Research	R0041 — Enterprise Sycophancy
Run	2026-04-01
Query	Q003
Source	SRC01
Evidence	SRC01-E02
Type	Analytical

RLVR failure modes and the "sampler vs. thinker" debate

URL: https://www.promptfoo.dev/blog/rlvr-explained/

Extract¶

Three failure modes:

Partial Verifiers: Models exploit verification gaps. "A verifier catching 60% of errors creates a 40% gap. Models find and exploit these gaps."
Spurious Rewards: "Qwen2.5-Math-7B improved 21.4% on MATH-500 with random rewards, nearly matching the 29.1% gain from ground truth rewards." This suggests training dynamics drive gains independent of verifier quality.
Entropy Collapse: "As GRPO training progresses and entropy declines, in-distribution test accuracy rises while out-of-distribution performance deteriorates." Mode collapse traps models in narrow reasoning patterns.
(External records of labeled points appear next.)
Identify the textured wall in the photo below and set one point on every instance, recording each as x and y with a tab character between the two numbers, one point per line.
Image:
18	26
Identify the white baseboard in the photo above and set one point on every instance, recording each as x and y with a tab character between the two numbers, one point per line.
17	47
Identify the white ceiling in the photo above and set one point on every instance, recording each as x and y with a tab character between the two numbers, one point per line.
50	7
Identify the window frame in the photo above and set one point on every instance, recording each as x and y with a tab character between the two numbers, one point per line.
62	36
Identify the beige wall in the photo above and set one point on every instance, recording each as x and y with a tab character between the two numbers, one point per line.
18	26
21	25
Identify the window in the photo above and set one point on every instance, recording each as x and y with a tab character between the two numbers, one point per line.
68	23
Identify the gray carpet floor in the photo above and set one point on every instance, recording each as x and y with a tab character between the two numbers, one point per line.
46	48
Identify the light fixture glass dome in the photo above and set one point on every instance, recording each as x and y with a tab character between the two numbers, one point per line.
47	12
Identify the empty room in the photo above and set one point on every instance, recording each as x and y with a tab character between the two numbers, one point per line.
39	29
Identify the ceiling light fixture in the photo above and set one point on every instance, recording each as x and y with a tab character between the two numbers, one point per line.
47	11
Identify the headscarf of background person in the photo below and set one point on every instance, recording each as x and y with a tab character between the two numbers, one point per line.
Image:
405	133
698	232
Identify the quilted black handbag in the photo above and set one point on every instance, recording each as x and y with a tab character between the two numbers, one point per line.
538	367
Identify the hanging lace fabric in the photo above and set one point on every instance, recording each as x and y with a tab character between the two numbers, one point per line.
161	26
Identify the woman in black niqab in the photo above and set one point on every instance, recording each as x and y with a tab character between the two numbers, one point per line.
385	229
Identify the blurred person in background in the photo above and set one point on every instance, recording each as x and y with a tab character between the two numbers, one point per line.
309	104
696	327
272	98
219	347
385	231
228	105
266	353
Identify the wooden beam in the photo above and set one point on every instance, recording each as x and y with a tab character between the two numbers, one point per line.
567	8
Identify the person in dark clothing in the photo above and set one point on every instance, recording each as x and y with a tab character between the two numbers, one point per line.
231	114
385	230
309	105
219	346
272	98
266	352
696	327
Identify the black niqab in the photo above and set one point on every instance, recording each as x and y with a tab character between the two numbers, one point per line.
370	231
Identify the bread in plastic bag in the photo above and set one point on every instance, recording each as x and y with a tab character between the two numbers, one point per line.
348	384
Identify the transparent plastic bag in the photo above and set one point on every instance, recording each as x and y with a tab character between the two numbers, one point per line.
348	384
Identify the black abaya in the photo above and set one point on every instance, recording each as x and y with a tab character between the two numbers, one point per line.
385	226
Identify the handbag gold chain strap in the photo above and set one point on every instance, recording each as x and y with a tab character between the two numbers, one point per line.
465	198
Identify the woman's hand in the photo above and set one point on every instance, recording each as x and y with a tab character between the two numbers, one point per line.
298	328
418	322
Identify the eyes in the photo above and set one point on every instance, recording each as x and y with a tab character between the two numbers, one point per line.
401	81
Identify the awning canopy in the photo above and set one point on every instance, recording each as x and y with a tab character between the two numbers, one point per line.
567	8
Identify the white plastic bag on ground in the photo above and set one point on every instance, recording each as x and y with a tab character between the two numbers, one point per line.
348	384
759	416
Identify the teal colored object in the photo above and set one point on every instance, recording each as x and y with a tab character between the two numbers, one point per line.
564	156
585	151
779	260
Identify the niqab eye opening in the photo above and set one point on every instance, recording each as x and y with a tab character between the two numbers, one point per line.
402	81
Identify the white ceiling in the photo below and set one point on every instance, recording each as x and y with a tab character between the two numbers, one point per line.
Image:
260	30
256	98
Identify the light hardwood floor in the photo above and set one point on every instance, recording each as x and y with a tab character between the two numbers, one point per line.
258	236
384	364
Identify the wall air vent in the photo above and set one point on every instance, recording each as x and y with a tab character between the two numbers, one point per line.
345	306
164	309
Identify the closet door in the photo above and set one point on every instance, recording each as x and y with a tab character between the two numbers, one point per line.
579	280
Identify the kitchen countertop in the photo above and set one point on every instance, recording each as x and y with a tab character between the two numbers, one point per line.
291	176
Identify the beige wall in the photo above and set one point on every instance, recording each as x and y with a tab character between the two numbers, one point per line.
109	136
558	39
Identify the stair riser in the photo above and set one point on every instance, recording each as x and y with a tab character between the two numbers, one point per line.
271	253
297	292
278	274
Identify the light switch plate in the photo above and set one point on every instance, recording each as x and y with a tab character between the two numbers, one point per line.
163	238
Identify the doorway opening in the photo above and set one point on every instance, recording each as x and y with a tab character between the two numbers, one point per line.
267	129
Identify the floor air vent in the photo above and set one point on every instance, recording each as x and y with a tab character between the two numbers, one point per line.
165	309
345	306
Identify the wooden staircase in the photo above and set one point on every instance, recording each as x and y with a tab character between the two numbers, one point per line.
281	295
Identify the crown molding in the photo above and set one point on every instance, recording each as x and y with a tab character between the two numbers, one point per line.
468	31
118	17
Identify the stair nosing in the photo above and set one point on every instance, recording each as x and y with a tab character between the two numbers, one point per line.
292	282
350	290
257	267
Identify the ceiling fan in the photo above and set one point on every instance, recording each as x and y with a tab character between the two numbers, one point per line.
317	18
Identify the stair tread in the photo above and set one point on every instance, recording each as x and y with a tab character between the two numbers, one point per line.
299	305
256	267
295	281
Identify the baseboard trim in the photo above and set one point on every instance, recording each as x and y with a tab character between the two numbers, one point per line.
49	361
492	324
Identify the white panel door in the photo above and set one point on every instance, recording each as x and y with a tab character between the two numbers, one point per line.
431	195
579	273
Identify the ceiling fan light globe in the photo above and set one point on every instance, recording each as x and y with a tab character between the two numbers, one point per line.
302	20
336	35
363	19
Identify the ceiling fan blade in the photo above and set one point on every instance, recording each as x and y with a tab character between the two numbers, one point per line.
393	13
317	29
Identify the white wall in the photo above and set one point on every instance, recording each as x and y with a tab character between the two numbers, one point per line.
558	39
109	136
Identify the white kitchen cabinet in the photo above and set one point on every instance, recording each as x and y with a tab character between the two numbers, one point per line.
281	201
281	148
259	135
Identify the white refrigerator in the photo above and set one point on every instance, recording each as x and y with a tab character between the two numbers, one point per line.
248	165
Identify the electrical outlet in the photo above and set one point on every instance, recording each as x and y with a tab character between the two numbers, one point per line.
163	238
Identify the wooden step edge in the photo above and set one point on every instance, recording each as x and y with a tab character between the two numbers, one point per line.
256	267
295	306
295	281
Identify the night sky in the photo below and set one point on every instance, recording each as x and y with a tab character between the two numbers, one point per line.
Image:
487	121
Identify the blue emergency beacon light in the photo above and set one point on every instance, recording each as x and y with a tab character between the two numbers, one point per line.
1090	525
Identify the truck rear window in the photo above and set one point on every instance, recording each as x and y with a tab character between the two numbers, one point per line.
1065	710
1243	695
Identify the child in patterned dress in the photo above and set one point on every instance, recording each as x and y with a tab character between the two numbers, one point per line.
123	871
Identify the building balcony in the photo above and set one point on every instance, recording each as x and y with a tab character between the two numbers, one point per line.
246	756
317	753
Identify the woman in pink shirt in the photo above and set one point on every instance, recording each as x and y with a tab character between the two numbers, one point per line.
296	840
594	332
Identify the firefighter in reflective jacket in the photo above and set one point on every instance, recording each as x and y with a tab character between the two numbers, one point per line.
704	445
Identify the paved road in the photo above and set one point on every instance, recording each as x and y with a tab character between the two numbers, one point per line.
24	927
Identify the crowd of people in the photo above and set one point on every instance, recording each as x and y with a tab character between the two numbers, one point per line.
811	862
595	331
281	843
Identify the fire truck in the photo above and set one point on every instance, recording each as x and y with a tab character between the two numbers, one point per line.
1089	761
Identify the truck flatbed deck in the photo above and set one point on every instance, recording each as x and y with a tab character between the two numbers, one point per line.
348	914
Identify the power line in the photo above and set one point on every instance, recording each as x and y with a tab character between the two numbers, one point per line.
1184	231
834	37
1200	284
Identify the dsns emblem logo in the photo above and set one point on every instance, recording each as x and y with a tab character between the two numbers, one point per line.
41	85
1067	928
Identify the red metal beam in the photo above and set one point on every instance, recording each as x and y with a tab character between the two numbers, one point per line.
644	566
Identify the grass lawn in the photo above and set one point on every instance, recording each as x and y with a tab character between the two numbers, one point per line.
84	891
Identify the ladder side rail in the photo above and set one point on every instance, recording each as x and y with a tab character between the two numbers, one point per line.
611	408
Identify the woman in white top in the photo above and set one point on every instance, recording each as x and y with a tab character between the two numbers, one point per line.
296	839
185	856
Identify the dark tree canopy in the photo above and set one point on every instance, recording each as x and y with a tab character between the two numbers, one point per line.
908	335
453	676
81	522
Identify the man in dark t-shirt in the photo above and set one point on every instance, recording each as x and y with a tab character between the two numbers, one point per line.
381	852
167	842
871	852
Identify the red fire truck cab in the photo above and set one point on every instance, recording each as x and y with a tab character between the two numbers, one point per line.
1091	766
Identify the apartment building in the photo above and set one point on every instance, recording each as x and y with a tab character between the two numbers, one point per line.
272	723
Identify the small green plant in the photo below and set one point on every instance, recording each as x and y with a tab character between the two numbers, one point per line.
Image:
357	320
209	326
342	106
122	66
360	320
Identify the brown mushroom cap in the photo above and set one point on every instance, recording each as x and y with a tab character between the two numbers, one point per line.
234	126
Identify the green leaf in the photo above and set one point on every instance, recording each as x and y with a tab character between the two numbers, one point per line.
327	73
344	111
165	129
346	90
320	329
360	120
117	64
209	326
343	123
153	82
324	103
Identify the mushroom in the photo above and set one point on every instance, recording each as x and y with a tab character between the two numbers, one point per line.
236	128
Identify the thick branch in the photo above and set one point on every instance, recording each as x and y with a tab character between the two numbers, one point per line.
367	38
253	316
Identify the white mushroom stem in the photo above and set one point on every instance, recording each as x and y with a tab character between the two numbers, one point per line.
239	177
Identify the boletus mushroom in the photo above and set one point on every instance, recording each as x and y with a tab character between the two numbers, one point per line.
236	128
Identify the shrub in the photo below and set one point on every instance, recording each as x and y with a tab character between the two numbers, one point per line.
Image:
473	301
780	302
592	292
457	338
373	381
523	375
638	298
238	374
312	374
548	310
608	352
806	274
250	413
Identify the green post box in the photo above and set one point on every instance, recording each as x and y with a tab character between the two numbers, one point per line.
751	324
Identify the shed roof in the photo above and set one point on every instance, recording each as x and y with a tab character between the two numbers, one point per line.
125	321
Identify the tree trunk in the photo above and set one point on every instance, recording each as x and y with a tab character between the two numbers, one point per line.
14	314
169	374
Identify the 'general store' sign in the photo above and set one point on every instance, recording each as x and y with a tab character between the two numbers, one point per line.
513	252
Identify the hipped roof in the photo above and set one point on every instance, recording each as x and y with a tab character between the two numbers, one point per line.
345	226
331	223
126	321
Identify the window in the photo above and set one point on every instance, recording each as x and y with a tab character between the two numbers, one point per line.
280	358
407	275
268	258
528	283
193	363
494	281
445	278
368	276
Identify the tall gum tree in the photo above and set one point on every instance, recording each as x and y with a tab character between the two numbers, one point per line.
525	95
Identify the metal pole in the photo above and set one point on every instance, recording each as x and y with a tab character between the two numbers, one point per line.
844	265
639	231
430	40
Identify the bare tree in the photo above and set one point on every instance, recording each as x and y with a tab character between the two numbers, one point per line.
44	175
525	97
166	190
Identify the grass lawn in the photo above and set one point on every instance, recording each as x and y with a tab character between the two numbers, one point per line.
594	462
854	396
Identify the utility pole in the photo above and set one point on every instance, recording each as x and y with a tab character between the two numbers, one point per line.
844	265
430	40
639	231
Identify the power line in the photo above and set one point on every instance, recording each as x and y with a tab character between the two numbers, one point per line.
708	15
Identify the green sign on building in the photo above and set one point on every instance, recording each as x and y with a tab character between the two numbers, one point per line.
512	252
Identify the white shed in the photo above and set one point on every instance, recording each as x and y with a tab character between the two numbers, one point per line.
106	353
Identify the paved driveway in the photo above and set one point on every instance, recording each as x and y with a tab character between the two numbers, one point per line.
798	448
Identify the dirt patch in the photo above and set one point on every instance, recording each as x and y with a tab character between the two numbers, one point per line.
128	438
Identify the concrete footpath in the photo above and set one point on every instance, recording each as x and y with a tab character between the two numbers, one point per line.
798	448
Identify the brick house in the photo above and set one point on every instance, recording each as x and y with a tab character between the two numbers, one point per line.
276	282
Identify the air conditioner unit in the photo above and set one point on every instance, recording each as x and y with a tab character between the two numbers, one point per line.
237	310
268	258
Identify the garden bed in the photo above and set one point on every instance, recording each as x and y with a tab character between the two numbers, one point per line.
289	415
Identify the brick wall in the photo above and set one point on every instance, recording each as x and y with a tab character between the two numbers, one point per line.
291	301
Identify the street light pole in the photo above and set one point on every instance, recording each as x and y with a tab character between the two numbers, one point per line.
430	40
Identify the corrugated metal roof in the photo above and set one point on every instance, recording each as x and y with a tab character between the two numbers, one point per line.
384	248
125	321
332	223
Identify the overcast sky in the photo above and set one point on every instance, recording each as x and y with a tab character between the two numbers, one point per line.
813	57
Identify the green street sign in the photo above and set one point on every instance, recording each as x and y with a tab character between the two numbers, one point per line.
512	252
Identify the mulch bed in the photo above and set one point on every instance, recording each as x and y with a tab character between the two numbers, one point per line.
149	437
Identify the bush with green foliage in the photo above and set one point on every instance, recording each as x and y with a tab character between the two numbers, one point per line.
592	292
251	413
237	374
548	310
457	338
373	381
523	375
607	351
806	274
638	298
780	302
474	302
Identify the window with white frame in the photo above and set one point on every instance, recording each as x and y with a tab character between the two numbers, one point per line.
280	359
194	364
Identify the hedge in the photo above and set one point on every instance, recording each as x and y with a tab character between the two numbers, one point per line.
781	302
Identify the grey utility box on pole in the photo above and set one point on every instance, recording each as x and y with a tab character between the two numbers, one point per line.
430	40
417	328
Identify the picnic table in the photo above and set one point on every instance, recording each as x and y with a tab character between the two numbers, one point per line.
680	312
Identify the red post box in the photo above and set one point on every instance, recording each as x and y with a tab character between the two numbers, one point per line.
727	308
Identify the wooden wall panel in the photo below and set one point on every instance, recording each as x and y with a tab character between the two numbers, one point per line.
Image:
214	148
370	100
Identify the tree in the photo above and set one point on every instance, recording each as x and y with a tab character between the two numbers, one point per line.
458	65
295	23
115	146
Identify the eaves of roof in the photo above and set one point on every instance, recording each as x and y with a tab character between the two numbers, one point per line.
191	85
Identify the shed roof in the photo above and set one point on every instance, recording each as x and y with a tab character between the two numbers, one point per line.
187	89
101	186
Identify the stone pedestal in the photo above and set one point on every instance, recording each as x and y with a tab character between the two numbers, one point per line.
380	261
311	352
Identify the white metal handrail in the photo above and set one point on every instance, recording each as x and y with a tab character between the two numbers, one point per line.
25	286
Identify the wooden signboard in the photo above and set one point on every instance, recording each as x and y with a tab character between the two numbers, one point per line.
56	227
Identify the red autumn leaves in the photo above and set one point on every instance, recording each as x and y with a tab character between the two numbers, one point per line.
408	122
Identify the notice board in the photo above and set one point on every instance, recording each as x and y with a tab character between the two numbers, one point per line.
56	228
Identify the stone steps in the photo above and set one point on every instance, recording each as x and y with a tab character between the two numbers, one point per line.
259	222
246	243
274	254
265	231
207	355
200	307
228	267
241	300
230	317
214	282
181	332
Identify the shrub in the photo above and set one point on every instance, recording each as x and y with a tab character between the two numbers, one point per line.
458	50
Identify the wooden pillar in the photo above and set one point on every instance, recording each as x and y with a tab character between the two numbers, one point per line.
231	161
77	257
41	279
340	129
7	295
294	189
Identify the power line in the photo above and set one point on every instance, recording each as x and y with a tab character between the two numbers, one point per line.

Sampler vs. Thinker debate: Recent research suggests "most RLVR gains come from sampling efficiency, with a smaller portion from true learning." The Tsinghua paper argues "RLVR-trained models generate paths already in the base model's distribution." Evidence: "pass@1 improves while pass@k ceiling stays flat" -- indicating compression, not capability expansion. Analysis shows "71% compression versus minimal capability gain."

Relevance to Hypotheses¶

Hypothesis	Relationship	Strength
H1	Contradicts	Failure modes and the "sampler" finding undermine RLVR as a general solution
H2	Supports	Confirms RLVR is effective but limited, consistent with partial applicability
H3	Supports	The "sampler" interpretation suggests RLVR may not create new capabilities

Context¶

The spurious rewards finding is particularly significant: if random rewards produce nearly the same gains as correct rewards, RLVR's mechanism may not be what researchers think it is.